Middle East

Israel: The Beginning of the End of Terror

The Western world—which is already global—is currently living the trauma and attempting to digest it somehow. The same is true in Israel. And as irrelevant as it may sound at the moment, the tragedy that occurred several days ago in the United States may have far-reaching implications for what will happen here in the war between ourselves and the Palestinians.

There are two possible scenarios. The first is that the Americans will want to detach themselves from us, blaming Israel for dragging them into a conflict that is not theirs but for which they paid a heavy price. The second and more probable scenario is the exact opposite of the first. The enlightened world will understand what we understood following a year of war that started as a national uprising and very rapidly took on a fundamentalist tone.

Throughout history, religion—in whatever form—has been a driving force behind war and the deaths of millions of human beings. At the start of the third millennium, Islamist extremism, from which suicide missionaries are born, is the world’s number-one threat.
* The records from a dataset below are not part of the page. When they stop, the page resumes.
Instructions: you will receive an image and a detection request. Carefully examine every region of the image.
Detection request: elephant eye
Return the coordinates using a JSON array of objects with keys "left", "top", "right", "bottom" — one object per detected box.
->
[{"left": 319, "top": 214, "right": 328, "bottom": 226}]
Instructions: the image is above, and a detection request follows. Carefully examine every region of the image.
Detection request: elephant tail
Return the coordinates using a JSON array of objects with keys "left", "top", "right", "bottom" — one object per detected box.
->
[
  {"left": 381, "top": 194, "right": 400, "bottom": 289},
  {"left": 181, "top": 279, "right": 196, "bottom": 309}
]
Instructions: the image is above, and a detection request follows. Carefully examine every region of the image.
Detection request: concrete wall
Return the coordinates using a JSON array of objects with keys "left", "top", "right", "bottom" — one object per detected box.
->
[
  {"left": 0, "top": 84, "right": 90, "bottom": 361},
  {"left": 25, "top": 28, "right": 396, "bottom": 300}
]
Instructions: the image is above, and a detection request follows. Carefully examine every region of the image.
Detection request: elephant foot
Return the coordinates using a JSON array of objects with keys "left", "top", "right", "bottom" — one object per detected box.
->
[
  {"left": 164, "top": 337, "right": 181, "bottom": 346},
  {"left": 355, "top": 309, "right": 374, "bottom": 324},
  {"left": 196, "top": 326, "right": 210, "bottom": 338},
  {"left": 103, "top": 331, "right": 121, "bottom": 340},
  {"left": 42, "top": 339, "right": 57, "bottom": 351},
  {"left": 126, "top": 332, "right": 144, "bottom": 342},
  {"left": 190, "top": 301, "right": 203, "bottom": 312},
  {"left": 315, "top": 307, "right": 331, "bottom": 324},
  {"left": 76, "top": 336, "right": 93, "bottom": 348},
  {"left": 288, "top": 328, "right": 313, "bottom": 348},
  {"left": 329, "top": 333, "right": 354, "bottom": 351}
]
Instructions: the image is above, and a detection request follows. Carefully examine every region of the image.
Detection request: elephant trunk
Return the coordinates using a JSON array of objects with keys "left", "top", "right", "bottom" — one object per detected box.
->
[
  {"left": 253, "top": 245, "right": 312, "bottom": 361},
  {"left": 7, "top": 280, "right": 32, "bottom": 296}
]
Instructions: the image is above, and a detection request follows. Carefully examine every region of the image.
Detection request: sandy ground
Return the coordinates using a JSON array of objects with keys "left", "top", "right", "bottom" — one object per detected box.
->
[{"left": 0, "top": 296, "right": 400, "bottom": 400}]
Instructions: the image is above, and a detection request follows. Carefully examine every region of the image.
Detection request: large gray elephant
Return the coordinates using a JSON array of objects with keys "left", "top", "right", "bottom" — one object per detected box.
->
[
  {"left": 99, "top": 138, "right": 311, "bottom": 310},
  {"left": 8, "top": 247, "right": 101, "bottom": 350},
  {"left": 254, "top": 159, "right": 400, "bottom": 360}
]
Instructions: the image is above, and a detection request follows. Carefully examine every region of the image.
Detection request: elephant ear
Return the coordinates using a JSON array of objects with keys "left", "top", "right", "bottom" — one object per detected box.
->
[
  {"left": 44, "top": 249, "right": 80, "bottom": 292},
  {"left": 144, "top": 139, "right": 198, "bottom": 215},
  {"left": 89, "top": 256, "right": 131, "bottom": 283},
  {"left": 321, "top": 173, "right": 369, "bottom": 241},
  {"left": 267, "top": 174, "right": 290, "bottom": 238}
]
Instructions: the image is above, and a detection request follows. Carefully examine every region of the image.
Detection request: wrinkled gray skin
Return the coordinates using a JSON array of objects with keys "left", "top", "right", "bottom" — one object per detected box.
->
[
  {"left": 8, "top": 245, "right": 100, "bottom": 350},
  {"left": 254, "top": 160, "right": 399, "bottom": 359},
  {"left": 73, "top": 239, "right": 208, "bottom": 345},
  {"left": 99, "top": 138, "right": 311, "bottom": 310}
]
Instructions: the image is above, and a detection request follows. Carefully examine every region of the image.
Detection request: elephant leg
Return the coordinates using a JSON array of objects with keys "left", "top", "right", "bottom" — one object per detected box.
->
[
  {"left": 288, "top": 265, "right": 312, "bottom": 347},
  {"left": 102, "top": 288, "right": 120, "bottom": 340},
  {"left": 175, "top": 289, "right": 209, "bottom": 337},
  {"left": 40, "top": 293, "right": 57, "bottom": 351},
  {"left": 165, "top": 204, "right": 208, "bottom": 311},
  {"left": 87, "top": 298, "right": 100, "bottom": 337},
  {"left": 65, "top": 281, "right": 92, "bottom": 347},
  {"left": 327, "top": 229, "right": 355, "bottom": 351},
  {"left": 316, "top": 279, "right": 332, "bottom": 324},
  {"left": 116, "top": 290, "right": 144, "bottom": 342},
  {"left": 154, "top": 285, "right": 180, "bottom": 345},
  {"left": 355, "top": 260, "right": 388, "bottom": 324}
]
This is the reality that we have faced for many months, and only now will the Western world understand its implications. One can assume that in France suicide bombers will no longer be referred to as freedom fighters and that Belgium, Denmark, and the rest of Europe will not lend legitimacy to the struggle’s terrible character, which dictates killing people, women, and so on, simply as a means to [the reward of] 100 virgins in heaven.

What transpired a few days ago symbolizes the beginning of the end of Islamic terror, even if the road is still long and vast. The first to understand this was Yasser Arafat, who scrambled to condemn the attack. There is a war on between two world cultures that have no common ground—the culture of the Western world against the culture and codes of fundamentalist Islam. The free world’s culture must prevail, and in the long run, it will be the victor.

This all-inclusive war against a common, strategic threat will also absorb into it organizations such as the Hezbollah, Jihad, and Hamas. They will never again be able to draw free-flowing funds from organizations somehow justifying anti-American spending with full knowledge that their generosity funds terrorist activity. Their people will no longer be free to roam the world, and it is likely that joint intelligence cooperation between Israel and the United States will severely restrict and close in upon them. Several days ago marked the Islamic terrorist organizations’ Black Day.

Insofar as Israel is concerned, the possible implication is that the Intifada will return to its original state: a national, armed uprising mostly secular in nature. The army can more easily deal with that type of situation. Some sort of shift within the Palestinian sector is also a possibility, particularly among the secular and enlightened who understand that the path of terrorism that became characteristic of their struggle is destructive for all involved. Perhaps pressure may even be placed on Arafat to fight against Hamas and Jihad. Perhaps out of the ash and dust and thousands of bodies in Washington and New York will be born a new history for the conflict between ourselves and the Palestinians.